The department will grow from an 8,000 square foot facility to a 46,000 square foot facility to accommodate the growth of northern Ocean County, hospital officials said.

The expansion plan calls for the emergency department to double its capacity from 24 beds to 49 beds, and increase the department's physical size by more than five times.

The hospital currently has about 51,000 emergency room visits per year. The current emergency department is designed for 17,000 visits.

The expansion "will enable us to care for our patients in more comfortable surroundings, and with increased privacy," said Dr. Bradley Pulver, chair of the hospital's emergency department.

The new emergency department will include 49 private rooms for patients, including an eight bed private pediatric section and a secured behavioral health section, Pulver said.
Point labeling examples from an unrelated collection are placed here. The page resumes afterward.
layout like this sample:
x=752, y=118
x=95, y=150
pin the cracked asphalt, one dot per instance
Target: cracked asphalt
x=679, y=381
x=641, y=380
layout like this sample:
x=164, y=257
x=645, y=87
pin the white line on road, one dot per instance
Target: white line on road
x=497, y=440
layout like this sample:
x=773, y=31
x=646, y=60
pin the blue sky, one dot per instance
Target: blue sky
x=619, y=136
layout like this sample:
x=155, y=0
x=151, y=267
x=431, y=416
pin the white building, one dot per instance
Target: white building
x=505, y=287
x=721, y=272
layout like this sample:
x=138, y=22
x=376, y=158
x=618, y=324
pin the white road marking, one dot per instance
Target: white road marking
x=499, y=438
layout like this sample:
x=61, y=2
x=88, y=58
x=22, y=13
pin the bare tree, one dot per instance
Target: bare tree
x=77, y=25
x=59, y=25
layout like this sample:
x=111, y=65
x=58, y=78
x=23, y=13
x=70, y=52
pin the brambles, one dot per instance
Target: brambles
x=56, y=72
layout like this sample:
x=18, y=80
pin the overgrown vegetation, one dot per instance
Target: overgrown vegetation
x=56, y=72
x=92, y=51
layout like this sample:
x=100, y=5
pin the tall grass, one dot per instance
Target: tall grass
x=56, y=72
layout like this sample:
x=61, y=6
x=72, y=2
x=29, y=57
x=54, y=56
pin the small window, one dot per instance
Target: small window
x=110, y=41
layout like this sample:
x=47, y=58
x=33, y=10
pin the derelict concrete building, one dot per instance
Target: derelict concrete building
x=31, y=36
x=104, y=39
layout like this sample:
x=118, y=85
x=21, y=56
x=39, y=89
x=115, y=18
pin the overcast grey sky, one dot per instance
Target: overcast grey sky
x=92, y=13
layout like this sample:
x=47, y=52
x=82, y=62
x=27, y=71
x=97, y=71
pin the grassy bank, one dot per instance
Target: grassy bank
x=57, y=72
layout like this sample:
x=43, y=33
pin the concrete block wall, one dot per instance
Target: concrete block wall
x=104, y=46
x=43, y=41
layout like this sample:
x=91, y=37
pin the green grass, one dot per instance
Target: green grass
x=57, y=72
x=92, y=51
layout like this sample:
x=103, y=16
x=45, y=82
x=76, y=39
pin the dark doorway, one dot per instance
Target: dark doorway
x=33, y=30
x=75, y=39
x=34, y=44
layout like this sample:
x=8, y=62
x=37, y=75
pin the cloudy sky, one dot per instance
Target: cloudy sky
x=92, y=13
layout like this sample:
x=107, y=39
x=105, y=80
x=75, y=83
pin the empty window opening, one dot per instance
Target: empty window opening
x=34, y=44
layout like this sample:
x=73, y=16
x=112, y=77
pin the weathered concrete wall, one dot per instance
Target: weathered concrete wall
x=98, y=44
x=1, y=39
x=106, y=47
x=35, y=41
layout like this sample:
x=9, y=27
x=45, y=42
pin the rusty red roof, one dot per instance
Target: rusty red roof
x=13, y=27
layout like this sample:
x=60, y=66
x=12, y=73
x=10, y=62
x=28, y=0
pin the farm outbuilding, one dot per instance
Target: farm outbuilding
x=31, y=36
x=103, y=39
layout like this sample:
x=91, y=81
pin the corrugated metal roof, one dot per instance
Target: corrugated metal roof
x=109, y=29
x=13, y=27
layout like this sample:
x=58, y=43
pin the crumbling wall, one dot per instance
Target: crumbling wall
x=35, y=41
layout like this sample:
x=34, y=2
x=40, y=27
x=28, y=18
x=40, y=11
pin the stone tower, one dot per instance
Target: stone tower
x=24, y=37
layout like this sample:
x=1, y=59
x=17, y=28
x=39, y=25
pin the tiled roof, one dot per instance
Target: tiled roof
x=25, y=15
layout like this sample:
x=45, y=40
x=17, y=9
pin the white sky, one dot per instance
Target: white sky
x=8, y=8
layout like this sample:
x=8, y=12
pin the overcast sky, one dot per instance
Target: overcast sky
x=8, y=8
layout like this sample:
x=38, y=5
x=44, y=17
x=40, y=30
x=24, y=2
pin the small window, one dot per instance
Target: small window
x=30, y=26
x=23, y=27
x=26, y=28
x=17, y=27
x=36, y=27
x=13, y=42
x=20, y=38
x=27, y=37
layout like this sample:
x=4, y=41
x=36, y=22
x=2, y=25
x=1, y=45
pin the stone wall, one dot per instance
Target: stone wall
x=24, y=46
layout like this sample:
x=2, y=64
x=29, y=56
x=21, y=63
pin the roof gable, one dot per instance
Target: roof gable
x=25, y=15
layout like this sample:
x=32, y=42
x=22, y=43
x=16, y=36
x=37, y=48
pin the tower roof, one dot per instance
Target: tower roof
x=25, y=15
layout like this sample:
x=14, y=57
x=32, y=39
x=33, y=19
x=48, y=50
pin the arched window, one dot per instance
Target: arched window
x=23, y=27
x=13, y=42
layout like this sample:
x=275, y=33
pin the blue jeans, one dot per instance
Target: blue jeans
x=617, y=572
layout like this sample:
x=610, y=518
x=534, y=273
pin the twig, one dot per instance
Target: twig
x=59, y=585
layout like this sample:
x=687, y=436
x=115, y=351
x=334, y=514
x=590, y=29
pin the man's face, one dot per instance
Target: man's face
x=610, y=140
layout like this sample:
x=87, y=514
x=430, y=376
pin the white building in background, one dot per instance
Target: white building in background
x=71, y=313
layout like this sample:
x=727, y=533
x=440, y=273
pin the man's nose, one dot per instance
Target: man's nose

Services such as X-Rays and CT scans will be able to be performed in the department itself.

"It's no secret that our team currently works in a much-too-small emergency department," Pulver said, adding that "everybody who works there has a great attitude and does a phenomenal job taking care of our patients."

Construction is slated to start by mid-May and will take 20 months to complete.

Tweaks to the plan from when it was originally proposed include an additional floor – for a total of two – above the ground-floor emergency department. The third floor will be used as shell space that will eventually contain expanded diagnostic and treatment services, as well as private patient care units, said Donna Sellmann, hospital spokesperson.

During the construction project, which is scheduled to be completed in February 2014, the current emergency department will continue to operate as usual, hospital officials said. Additionally, patients can go to Ocean Care Center, the hospital's satellite emergency department in Point Pleasant Boro.